Ó língua que na língua o sangue audaz tornava!
(...)
Fernando Pessoa, Poemas ingleses, 1915
LAMENTAÇÃO DE ADRIANO SOBRE A MORTE DE ANTÍNOO
Não escreverei mais o meu nome em letras gregas sobre a cerca das tabuinhas
Porque estás morto
E contigo morreu o meu projeto de viver a condição divina
Sophia de Mello Breyner Andresen, Dual, 1972
DELFOS, OPUS 12
Adriano aqui veio duas vezes
Chorar Antínoo, mais perto da Bitínia.
Mas não o viu aqui, nem quereria vê-lo
na pedra mais que branca,
crua e seca. Aqui se encontram
mas desencontrados
- como um destino apenso
À solidão dos ossos, repetida
Em cada vez que vemos.
Pedro Tamen, Retábulo das Matérias, 1987
Existem também muitos desenhos, pinturas e esculturas, sobre Antínoo, espalhados em diversos monumentos e museus do mundo. Em Portugal, no espólio do museu da Faculdade de Belas Artes da Universidade de Lisboa, no álbum de desenhos do famoso escultor Joaquim Machado de Castro, há um conjunto de desenhos, estudos e apontamentos, em torno de obras importantes de estatuária da Antiguidade Clássica. Este álbum de desenhos situa-se entre os anos de 1799 e 1816. O escultor Machado de Castro desenhou, cópias de algumas obras da estatuária greco-romana, e uma delas é Antínoo.

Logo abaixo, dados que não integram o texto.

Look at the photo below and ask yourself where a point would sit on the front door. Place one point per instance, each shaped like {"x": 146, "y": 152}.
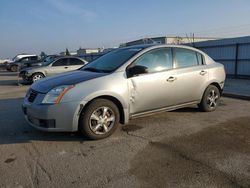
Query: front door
{"x": 152, "y": 90}
{"x": 191, "y": 75}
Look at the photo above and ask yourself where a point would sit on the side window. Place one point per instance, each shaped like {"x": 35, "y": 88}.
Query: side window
{"x": 156, "y": 60}
{"x": 185, "y": 58}
{"x": 33, "y": 58}
{"x": 61, "y": 62}
{"x": 75, "y": 61}
{"x": 200, "y": 58}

No espólio museológico da Faculdade de Belas Artes da Universidade de Lisboa, existem também vários desenhos antigos que retratam Antínoo, o amante do imperador romano Adriano. Um deles retrata uma estátua de tipo grego, de Antínoo de corpo inteiro, completamente nu, e foi feito a carvão (n.º de Inventário: FBAUL/576/DA). É um desenho de autoria de Benvindo António Ceia, e foi feito em 1891. Foi uma prova de exame da aula de desenho da mesma Faculdade, e posteriormente esteve em duas exposições: a exposição dos trabalhos dos alunos da então denominada Escola de Belas Artes de Lisboa, no ano lectivo de 1890-1891, e a exposição dos Pensionistas do Estado em país estrangeiro no ano de 1891. Este trabalho foi premiado pela Escola de Belas Artes, por isso faz parte do espólio de desenhos antigos na Faculdade de Belas Artes da Universidade de Lisboa.

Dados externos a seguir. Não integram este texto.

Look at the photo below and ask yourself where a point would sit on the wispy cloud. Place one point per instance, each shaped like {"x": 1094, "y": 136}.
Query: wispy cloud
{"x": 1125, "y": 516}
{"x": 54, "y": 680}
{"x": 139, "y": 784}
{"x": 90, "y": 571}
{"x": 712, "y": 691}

Na mesma colecção, existe também um desenho antigo de um nu masculino, que retrata também Antínoo, feito em 1898, e que é de autoria de João Eugénio Duarte de Castro (Inventário nº. 243). O autor recebeu por este desenho uma medalha de prata, nesse mesmo ano, desenho esse que passou até hoje a fazer parte do espólio de desenhos antigos da Faculdade de Belas Artes da Universidade de Lisboa.

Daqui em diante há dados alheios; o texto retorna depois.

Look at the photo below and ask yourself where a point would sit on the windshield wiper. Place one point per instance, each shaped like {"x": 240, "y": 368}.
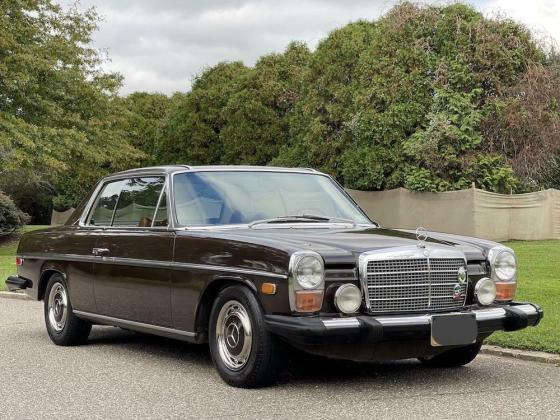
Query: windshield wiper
{"x": 301, "y": 218}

Outro artista da mesma Faculdade foi António Félix da Costa, que no concurso anual da Aula de Desenho Histórico do ano lectivo de 1860-1861, foi premiado por um desenho de cópia do dorso de uma estátua de Antínoo. Existe o registo sobre o desenho e o prémio (inventário nº. 235), mas o desenho encontra-se em falta, pois provavelmente o autor levou-o, ou perdeu-se.
O artista Joaquim António Viegas (1874-1946) fez também um desenho de Antínoo, de corpo inteiro, para a Faculdade de Belas Artes da Universidade de Lisboa, em 12 de Julho de 1895 (n.º de Inventário: FBAUL/291/DA).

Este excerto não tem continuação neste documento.